Vedere in azione lo chef Philip Guardione è magnetico. A dividerlo dal resto della cucina c’è solo un bancone su cui arrivano i piatti pronti da servire. Ma da Piccola Cucina i dettagli sono fondamentali e lo chef controlla che tutto venga eseguito alla perfezione. Gli ultimi ritocchi ed eccolo pronto per essere servito al tavolo.
La sala di Piccola Cucina “Casa”, al 141 di Nevins Street a Brooklyn, è gremita. Con il bel tempo sono stati aggiunti quattro tavolini di fuori. Pieni anche quelli. Il quarto locale di New York ha aperto solo da qualche giorno ed è subito sold out. I residenti del quartiere non sono abituati a un locale come questo: il design interno italiano e familiare; il bancone del bar e quello per tirare la pasta a mano – su cui si può anche mangiare –; la cucina a vista, come la parete di mattoni faccia; le tazzine del caffè appese a mo’ di lampadari; i manifesti dei prodotti italiani dall’aria vintage; l’olio extravergine d’oliva già pronto sui tavoli accompagnato dalle fette di pane abbrustolite appena un cliente si siede. E poi ancora: su uno scaffale sono esposte tutte le bottiglie della cantina, dal Chianti al Barolo, dal Sangiovese all’Etna Rosso, aria di casa. Di sottofondo seguono una dopo l’altra canzoni italiane di diverse annate: Mina, Battisti, ma anche motivi più estivi come quelli di Rocco Hunt.

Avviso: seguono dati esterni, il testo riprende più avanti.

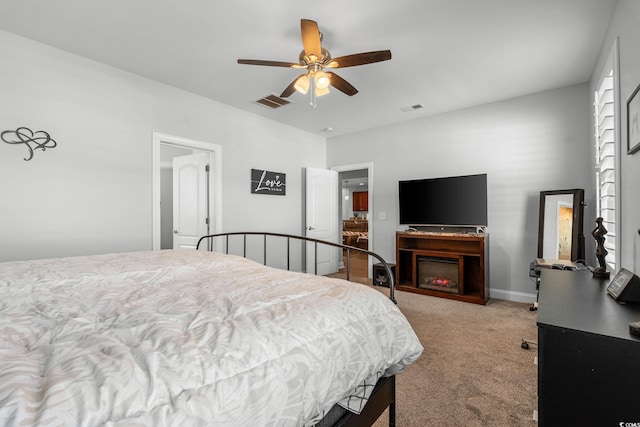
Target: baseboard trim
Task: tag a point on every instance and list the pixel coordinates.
(513, 296)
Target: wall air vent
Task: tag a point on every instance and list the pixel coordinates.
(273, 101)
(411, 108)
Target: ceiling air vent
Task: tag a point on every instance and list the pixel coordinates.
(411, 108)
(273, 101)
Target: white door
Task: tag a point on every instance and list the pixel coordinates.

Come l’Italia insegna, si comincia con un aperitivo: spritz – quello vero, che a New York è facile trovare imitazioni poco affidabili – e arancini. All’interno del timballo di riso fritto, la carne del ragù si fonde con la mozzarella in una salsa pomodorosa saporita. Poi arrivano al tavolo anche gli involtini di pesce spada, ripieni di mozzarella di bufala e appoggiati su una salsa di basilico; la parmigiana di melanzane, che come ricorda chef Guardione “è della cucina della nonna, ma nella versione light e con tecnica Michelin”; i calamari ripieni di cacciucco livornese e crostini; i fiori di carciofo in un’insalata con avocado e riduzione di aceto balsamico. I camerieri continuano a servire anche il pane abbrustolito: sanno che è necessaria la scarpetta.
Via i bicchieri dello spritz, ecco i calici di vino, bianco o rosso a scelta, per accompagnare le portate principali. Fra le varie possibilità, c’è chi opta per i bucatini cacio e pepe, conditi direttamente dentro alla forma di formaggio; chi preferisce gli agnolotti di ossobuco nella sua salsa con fonduta di pecorino, timo e limone – fra i pochi che li servono a New York –, oppure i maccheroni alla norma – consigliati dallo chef. Non tutti riescono ad accettare centottanta grammi di pasta e quindi si può scegliere anche un branzino con verdure grigliate.




I piatti di chef Guardione riflettono il suo animo: siciliano e adrenalinico. “È il quarto servizio di oggi: sono venuto a Brooklyn stamattina, poi ero ad Uptown all’ora di pranzo e sono passato anche a Soho subito dopo. Ma per cena voglio essere qui in questi giorni di apertura al pubblico”. I suoi ristoranti sono come figli: vengono seguito durante l’incubazione – l’idea di aprire un nuovo locale, scegliere la location, disegnare un progetto, pensare al menù da proporre –, fino all’inaugurazione e oltre, per conquistare il cuore – o meglio, lo stomaco – del cliente.
Lo spettacolo termina con il dolce: cannoli e tiramisù, direttamente composto al tavolo. Si versa il caffè in una tazza, poi si immerge il savoiardo. Intanto si mischia la crema di mascarpone che viene servita in un’altra tazzina. Si aggiungono i biscotti e il cacao fino all’orlo. Prima che cali il sipario, i camerieri portano al tavolo il limoncello. Tutto ciò che avanza – sicuri? – entra nelle doggy bag per continuare a respirare la Sicilia anche a casa.